Place-making favors inclusionary housing
Inclusionary housing programs are thriving as more developers focus on “core” real estate markets in bustling neighborhoods, with many transit options and amenities like shopping and restaurants a short walk away. Currently, about a quarter of all the new apartments now under development are squeezing into central business districts, according to data from CoStar.
That’s great news for officials considering inclusionary housing policies for desirable submarkets. Inclusionary housing policies only work when the policies target irreplaceable, desirable locations—so that developers are willing to include affordable housing in exchange for the right to build there. Inclusionary housing is much less effective if a developer can simply find an attractive site in a neighboring town or unincorporated area that captures the same market of potential residents. Not long ago, developers could build garden apartments on almost any green field near a highway entrance on the edge of a growing metro area. That’s decisively changed as developers and investors pile into core real estate markets or design new town center developments.
Inclusionary housing programs get tough
Not only are more jurisdictions adopting inclusionary housing rules, but those rules are getting tougher. Areas that once asked developers to include affordable housing in exchange for a variety of incentives are now more likely to demand that affordable housing is included in new development.
“There has been a push, where inclusionary housing has been voluntary, to make it mandatory,” says Brennan.
Mandatory programs are more common than voluntary programs: 83 percent of the 512 programs identified by the 2014 Network-CHP Project were mandatory, according to data from a report by Lincoln. However, even mandatory programs often offer developers incentives to help make their developments profitable, even including the affordable housing they will have to include. That’s because inclusionary housing programs fail if developers decide not to build. The most common incentive is the ability to build with increased density, but other common incentives include parking or design waivers, zoning variances, tax abatements, fee waivers and expedited permitting.
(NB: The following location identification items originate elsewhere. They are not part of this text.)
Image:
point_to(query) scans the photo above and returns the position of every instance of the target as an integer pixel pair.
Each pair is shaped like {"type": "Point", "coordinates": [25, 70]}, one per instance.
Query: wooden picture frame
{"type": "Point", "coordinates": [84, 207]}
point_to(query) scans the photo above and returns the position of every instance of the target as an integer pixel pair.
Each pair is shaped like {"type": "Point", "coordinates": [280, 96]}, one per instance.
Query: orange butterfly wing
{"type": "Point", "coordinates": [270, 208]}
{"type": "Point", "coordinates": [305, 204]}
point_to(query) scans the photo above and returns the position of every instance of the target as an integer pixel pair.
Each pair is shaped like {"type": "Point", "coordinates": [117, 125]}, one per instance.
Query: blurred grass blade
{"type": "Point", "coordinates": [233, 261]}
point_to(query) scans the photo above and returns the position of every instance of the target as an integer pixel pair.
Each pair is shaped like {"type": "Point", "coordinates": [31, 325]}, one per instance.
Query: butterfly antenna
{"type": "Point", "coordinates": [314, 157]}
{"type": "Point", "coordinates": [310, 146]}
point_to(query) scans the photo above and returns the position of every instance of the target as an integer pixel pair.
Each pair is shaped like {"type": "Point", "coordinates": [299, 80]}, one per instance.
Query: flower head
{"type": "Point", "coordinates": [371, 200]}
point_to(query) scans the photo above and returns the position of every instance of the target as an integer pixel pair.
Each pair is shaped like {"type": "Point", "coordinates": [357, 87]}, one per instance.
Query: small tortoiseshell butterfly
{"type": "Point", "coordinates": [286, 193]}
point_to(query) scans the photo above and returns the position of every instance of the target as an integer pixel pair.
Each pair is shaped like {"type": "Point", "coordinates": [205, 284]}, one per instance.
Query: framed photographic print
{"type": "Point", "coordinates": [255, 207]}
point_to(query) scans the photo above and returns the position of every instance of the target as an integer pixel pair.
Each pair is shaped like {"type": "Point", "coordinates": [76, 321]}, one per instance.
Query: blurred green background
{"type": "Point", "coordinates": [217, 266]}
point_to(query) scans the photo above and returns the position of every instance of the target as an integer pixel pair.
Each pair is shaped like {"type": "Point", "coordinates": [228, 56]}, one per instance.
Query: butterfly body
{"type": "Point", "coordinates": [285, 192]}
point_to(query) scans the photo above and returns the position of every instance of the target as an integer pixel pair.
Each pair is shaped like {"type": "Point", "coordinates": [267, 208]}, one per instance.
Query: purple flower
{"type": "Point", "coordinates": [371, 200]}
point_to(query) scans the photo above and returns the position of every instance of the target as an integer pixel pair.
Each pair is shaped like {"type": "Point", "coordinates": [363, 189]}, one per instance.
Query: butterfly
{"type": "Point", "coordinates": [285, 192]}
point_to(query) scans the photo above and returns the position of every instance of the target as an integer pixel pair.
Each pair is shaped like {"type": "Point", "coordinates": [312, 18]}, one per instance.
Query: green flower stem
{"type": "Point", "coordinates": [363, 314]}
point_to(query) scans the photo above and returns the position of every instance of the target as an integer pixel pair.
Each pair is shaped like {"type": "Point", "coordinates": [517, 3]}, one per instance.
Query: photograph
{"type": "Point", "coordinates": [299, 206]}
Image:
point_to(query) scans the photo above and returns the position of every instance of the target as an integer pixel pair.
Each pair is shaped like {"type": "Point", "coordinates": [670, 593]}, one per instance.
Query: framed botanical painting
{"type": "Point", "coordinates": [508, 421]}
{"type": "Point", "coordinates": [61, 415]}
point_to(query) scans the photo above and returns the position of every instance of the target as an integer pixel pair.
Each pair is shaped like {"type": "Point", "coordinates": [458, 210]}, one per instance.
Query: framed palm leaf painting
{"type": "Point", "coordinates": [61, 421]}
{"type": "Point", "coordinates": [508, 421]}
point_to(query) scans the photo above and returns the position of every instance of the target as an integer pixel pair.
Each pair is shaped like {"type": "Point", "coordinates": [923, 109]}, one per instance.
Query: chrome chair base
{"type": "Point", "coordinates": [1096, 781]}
New York’s inclusionary housing program is currently voluntary. Developers who want zoning changes to build larger projects are asked to include affordable housing in their projects. Mayor Bill de Blasio has suggested the city can ask for more from developers. However, exactly how much more an inclusionary program can demand from developers changes from neighborhood to neighborhood.
“In many of the city’s neighborhoods, rents are likely insufficient to justify new mid- and high-rise construction, let alone cross-subsidize the creation of new affordable housing through up-zoning,” according to an analysis from New York University’s Furman Center. For example, for a high-rise building in a very high-rent neighborhood, the city could require that about 28 percent of any additional zoning density be affordable if the building is subject to full property taxes. This share increases to 61 percent with full property tax exemption, according to the Furman Center.